Serverless caching for real-time data streaming
Momento serverless cache is regarded as the elastic service that helps to handle the dynamic, which supports traffic of millions of requests per second. Momento serverless cache integration is effective in highlighting various use cases for the serverless option, such as working as the cache for DynamoDB and different NOSQL databases, such as Cassandra and Mongo.
Momento serverless cache helps to accelerate Amazon Aurora Serverless V2, Google CloudSQL, Amazon DynamoDB, PostgreSQL, Google Cloud Datastore, and different serverless databases. It also helps to enhance the app’s speed, which is created with Google Cloud functions, AWS Lambda, and Google Cloud. It also helps boost performance at a lower cost than Google Cloud Storage and AWS S3.
Data streaming in real time
Real-time refers to the processes and infrastructure that help analyze, process, and capture the data in real time. The specific architecture comprises four primary components, which include data ingestion, data sources, data delivery, and data processing.
It refers to different devices and systems that produce the data. It is inclusive of web apps, transactional databases, and social media platforms, to name a few. Such kinds of data sources help to produce massive amounts of data in semi-structured and unstructured formats, owing to which it becomes challenging to analyze and process.

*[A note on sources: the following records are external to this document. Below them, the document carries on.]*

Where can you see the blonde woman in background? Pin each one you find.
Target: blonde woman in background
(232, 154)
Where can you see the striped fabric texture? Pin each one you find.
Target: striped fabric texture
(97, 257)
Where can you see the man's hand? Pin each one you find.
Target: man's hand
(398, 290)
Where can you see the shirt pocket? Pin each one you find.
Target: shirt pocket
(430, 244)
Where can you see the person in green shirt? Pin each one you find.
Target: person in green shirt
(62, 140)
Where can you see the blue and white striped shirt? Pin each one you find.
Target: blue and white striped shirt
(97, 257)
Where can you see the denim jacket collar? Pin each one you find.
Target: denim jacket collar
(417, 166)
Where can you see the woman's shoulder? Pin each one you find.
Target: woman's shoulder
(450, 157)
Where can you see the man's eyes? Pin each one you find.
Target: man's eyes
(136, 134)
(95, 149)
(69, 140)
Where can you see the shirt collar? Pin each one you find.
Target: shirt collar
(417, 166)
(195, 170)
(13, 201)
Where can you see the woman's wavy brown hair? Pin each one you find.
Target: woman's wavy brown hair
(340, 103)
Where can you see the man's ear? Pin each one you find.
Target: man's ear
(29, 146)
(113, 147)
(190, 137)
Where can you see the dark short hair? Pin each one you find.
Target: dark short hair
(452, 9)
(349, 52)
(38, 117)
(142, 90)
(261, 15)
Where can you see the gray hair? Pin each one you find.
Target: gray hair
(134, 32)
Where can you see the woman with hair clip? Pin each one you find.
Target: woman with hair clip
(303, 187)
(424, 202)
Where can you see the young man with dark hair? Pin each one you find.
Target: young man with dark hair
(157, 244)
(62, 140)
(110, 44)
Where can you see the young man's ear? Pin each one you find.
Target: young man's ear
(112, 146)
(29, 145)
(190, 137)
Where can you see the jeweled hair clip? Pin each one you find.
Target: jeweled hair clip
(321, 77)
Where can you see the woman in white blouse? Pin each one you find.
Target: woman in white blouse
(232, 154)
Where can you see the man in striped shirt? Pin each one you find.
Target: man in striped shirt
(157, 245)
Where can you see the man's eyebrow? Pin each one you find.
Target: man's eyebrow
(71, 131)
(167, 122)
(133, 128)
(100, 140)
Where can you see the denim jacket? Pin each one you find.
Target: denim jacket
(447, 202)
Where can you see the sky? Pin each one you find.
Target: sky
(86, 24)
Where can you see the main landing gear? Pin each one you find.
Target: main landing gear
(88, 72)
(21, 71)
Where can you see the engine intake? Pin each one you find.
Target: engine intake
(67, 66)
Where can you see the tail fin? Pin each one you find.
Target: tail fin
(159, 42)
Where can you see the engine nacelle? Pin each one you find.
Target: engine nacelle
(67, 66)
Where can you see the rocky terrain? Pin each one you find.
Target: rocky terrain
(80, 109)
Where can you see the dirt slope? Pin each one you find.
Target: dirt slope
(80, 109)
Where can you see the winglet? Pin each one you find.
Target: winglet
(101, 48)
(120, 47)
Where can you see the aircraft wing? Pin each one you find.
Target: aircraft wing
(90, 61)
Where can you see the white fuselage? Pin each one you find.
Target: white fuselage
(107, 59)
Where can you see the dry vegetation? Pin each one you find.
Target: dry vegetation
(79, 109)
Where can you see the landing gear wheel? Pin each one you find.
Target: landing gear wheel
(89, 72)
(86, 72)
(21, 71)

The specific data ingestion component is responsible for the data collection, data filtration, and data formatting for processing. It is inclusive of different steps, which include data normalization, data validation, and data enrichment. After the data formatting, you can send it to the processing component for future analysis.
The data processing component is responsible for data analysis, which helps generate insights in real time. Such components are inclusive of different technologies and tools. In addition, the specific data processing component helps to recognize data patterns, anomalies, and trends, which helps inform different business decisions.
Data delivery happens to be the final component of data streaming in real time. It helps to generate insights, which are produced by the data processing component, for potential users.
Data streaming for real-time use cases
Data streaming architecture in real time helps to track equipment performance and predict whether maintenance is essential. It helps to detect the problems earlier. Hence, the businesses offer a helping hand in avoiding the expensive downtime, thereby preventing equipment failure.
You can also use the data streaming real-time architecture in different financial services applications. Thus, the businesses analyze the market data in real time and recognize different trading opportunities, thereby making different informed investment decisions.
Data streaming in real time is used on an extensive scale in different fraud detection apps. With transaction data analysis in real time, businesses recognize fraudulent activity, thereby taking the necessary action to prevent losses.
Social media monitoring
Data streaming architecture in real time is used in different social media monitoring apps. Social media data analysis in real time provides a suitable choice for businesses to recognize different sentiments and trends, thereby adjusting different marketing strategies.
Amazon Kinesis happens to be a serverless application, which makes it easier to analyze, process, collect, and stream the data in real time with various capabilities, including Kinesis data analytics, Kinesis data firehose, Kinesis data stream, and Kinesis video streams. Kinesis data streams help to ingest, custom process, and buffer the streaming data. In addition, Kinesis data analytics allow streaming data filtering, processing, and aggregation in real time. Furthermore, Kinesis video streams help stream the video to AWS from different connected devices for machine learning playback, analytics, and other data processing.